Tested by these standards, the representation of DeMary by his appointed counsel fell markedly short of the constitutional requirements. As the record now stands, it shows that there was a total absence of any meaningful consultation and investigation by counsel or by any other representative of the public defender’s office on behalf of DeMary. From the evidence which I heard, it clearly appeared that DeMary’s court-appointed counsel failed to attempt to contact before trial the person who obviously could have been the key witness for the defense. That person was available to testify favorably to DeMary, and that person’s testimony might have made a difference in the outcome of the case. Counsel’s failure to attempt to contact this person was the result of a lack of effort prior to the commencement of the trial to become familiar with the facts of the case, with DeMary’s version of the events in question, and with the possible elements of a defense. In short, prejudicial error resulted at trial from a total lack of any reasonably conscientious effort directed toward the preparation of a defense. Thus, in this case there was not that effective assistance of counsel and that essential integrity of a trial which due process demands in all eases.

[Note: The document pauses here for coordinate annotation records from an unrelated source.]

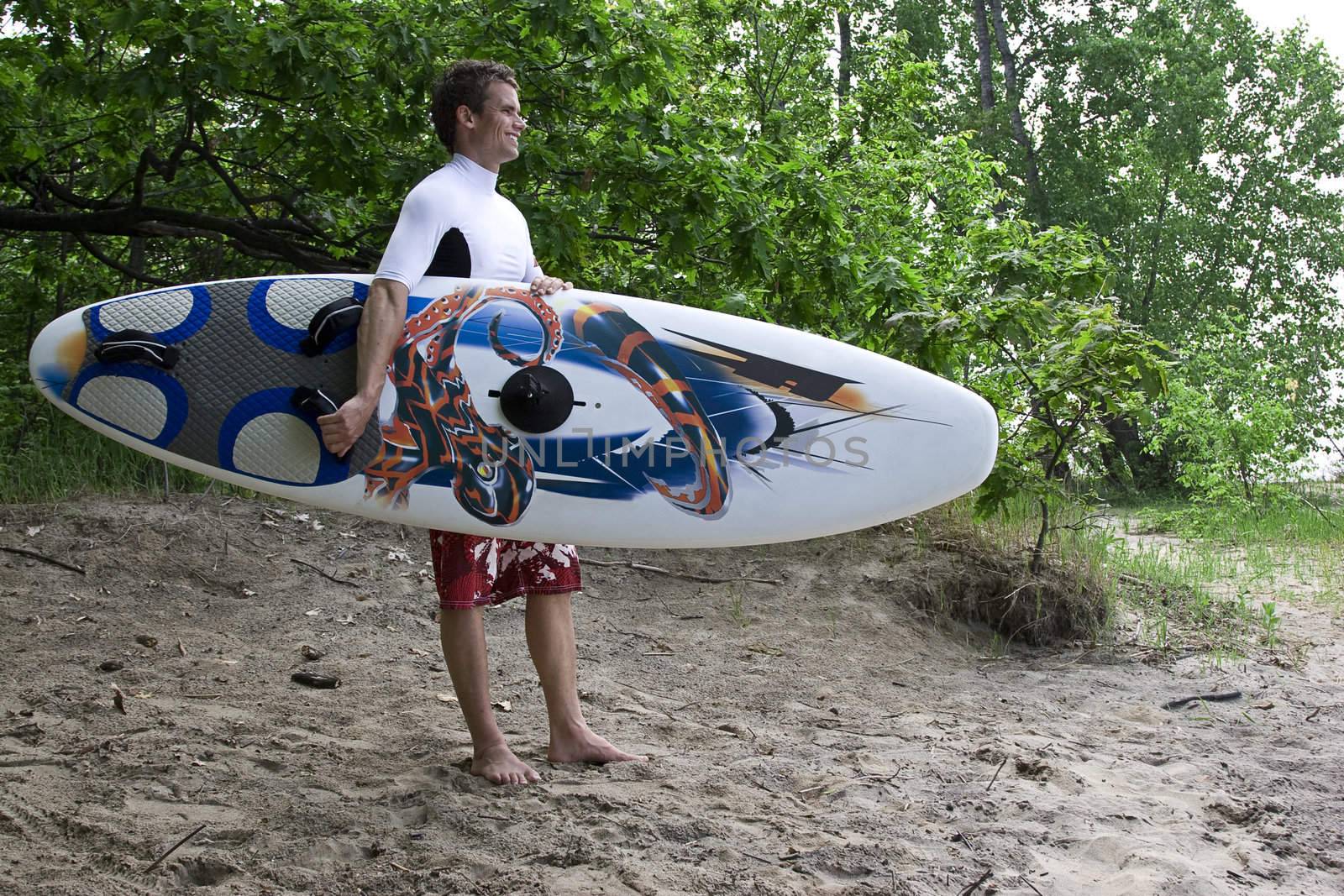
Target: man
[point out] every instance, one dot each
(454, 224)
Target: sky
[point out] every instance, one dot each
(1324, 19)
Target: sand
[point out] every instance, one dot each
(817, 736)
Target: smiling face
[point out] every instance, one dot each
(490, 136)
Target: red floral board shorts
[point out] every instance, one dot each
(475, 571)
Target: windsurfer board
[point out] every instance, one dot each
(578, 417)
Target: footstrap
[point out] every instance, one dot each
(328, 322)
(313, 402)
(136, 345)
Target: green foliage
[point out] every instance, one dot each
(1032, 329)
(1233, 425)
(1196, 147)
(707, 154)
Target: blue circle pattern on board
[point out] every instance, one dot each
(286, 338)
(195, 318)
(275, 401)
(175, 396)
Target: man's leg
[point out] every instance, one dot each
(463, 634)
(550, 640)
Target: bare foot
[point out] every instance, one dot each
(499, 766)
(581, 745)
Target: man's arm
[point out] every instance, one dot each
(380, 328)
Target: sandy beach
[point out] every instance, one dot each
(822, 735)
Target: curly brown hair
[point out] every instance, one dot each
(464, 83)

Petitioner DeMary has now demonstrated what he charged to be true in his post-conviction petition upon which he was denied a hearing. His claim of inadequate representation was made at the earliest opportunity when he appeared for trial—it was not made as an after-thought in the penitentiary following an unsuccessful trial.

The Supreme Court of Illinois in People v. Ashley, 34 Ill.2d 402, 216 N.E. 2d 126 (1966), made this observation which directly applies here:

“Appointed counsel undoubtedly have the duty to investigate and prepare to the extent reasonably necessary to ade*54quately present their client’s cause.” Id. at 412, 216 N.E.2d at 131.

This duty was not discharged in this cáse, and the petitioner has demonstrated that he was substantially prejudiced as a result thereof.

For the reasons set forth, the petitioner is entitled either to a new trial, or in default of such trial within a reasonable time, to be discharged. The writ will be granted with execution suspended for a period of thirty days to permit the State to take appropriate action to reinstate the cause for trial. In the event such action is not taken within said thirty day period, petitioner will be discharged.